C’è poi chi preferisce concordare con il proprio datore di lavoro la monetizzazione dell’importo che questi avrebbe speso per attivare l’outplacement, in modo da incrementare il valore dell’incentivo erogato in occasione della cessazione del rapporto di lavoro.
Infine, in alcune Regioni, come ad esempio il Trentino Alto Adige (per quella che è la nostra esperienza riferita ai dirigenti, quadri e alte professionalità da noi rappresentate), l’utilizzo di tale strumento è praticamente nullo dal momento che la difficoltà a ricollocarsi autonomamente è quasi del tutto assente.
Manageritalia e Confcommercio, hanno introdotto nel contratto collettivo di lavoro nazionale per i dirigenti di aziende del terziario una prima disciplina dell’outplacement già nel 1998.
Nel corso degli anni, la norma contrattuale è stata modificata in più occasioni, sempre nell’ottica di favorire l’utilizzo di tale strumento, poiché dalle rilevazioni periodicamente effettuate si continuava a registrare uno scarso ricorso all’outplacement, anche negli anni di crisi economica in cui il ricollocamento dei dirigenti risultava più arduo.
Ad esempio, si è reso possibile per il dirigente ottenere l’attivazione dell’outplacement non solo a seguito del licenziamento, come prevedeva la precedente formulazione del contratto, ma anche in caso di accordo di risoluzione consensuale del rapporto di lavoro, tipologia di cessazione più frequente per i dirigenti, anche se di fatto si perviene alla cessazione per iniziativa del datore di lavoro.
Inoltre, si è coinvolto nelle politiche attive per la ricollocazione il CFMT, il Centro di Formazione per il Management del Terziario istituito dal CCNL dirigenti terziario, in sinergia con la società di Outplacement scelta dal dirigente, e XLabor, l’Agenzia per il Lavoro costituita da Manageritalia.
In estrema sintesi, il CCNL stabilisce un contributo alle politiche attive che poi viene restituito, in tutto o in parte, alle aziende che hanno attivato una procedura di outplacement a favore dei loro dirigenti.

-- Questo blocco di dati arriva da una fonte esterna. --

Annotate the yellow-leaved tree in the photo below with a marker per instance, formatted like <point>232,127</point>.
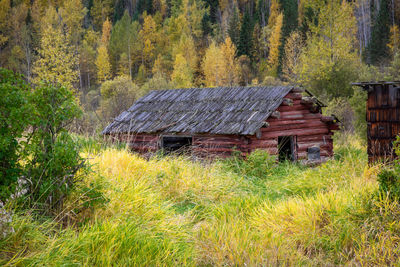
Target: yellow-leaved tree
<point>103,64</point>
<point>293,48</point>
<point>182,76</point>
<point>220,67</point>
<point>230,68</point>
<point>394,42</point>
<point>213,66</point>
<point>275,23</point>
<point>56,62</point>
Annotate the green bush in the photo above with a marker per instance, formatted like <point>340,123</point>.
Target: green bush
<point>258,164</point>
<point>52,161</point>
<point>15,116</point>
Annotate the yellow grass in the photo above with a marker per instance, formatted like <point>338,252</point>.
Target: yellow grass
<point>171,211</point>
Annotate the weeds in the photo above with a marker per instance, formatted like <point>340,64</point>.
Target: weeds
<point>172,211</point>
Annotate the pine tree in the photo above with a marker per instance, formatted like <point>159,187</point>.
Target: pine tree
<point>100,11</point>
<point>234,27</point>
<point>124,39</point>
<point>290,15</point>
<point>394,41</point>
<point>274,43</point>
<point>291,61</point>
<point>329,63</point>
<point>4,14</point>
<point>106,32</point>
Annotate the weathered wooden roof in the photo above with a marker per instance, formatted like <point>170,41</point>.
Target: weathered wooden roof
<point>222,110</point>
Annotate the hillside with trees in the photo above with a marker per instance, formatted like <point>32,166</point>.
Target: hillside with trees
<point>110,52</point>
<point>68,197</point>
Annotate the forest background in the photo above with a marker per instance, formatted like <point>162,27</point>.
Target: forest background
<point>111,52</point>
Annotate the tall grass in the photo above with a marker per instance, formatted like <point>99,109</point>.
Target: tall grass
<point>172,211</point>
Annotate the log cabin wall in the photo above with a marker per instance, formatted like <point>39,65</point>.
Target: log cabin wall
<point>295,117</point>
<point>301,120</point>
<point>383,118</point>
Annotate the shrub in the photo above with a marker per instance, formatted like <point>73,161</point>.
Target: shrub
<point>53,159</point>
<point>15,115</point>
<point>258,164</point>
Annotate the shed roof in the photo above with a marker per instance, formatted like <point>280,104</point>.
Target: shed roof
<point>221,110</point>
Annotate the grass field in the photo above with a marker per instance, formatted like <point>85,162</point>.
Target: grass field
<point>172,211</point>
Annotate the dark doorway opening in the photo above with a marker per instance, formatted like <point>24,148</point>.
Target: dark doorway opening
<point>176,144</point>
<point>286,148</point>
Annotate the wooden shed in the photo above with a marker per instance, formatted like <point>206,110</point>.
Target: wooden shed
<point>383,118</point>
<point>209,122</point>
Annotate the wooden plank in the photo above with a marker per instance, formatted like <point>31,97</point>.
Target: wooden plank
<point>298,132</point>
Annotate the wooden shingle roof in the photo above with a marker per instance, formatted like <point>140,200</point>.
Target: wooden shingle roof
<point>222,110</point>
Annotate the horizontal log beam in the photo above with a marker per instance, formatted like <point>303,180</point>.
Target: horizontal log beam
<point>287,102</point>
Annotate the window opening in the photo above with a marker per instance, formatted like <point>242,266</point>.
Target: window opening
<point>176,144</point>
<point>286,148</point>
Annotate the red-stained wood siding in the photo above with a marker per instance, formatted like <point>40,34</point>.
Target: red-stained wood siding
<point>294,120</point>
<point>383,117</point>
<point>297,120</point>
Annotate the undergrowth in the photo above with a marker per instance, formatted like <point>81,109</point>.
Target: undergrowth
<point>173,211</point>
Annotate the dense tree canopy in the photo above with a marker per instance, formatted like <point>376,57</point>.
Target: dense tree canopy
<point>82,44</point>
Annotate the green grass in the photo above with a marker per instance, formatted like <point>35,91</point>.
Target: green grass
<point>172,211</point>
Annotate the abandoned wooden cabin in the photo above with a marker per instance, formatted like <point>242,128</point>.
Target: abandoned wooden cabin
<point>383,118</point>
<point>211,122</point>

È importante anche l’attività di consulenza svolta dalle Associazioni territoriali di Manageritalia a cui i dirigenti si possono rivolgere in prima battuta.
Insomma, si tratta di un meccanismo che richiede una continua implementazione e uno sforzo importante sul fronte della comunicazione per riuscire a superare gli ostacoli e i pregiudizi di cui abbiamo accennato e che, in parte, continuano ad impedire un pieno utilizzo delle opportunità offerte dal ricorso all’outplacement.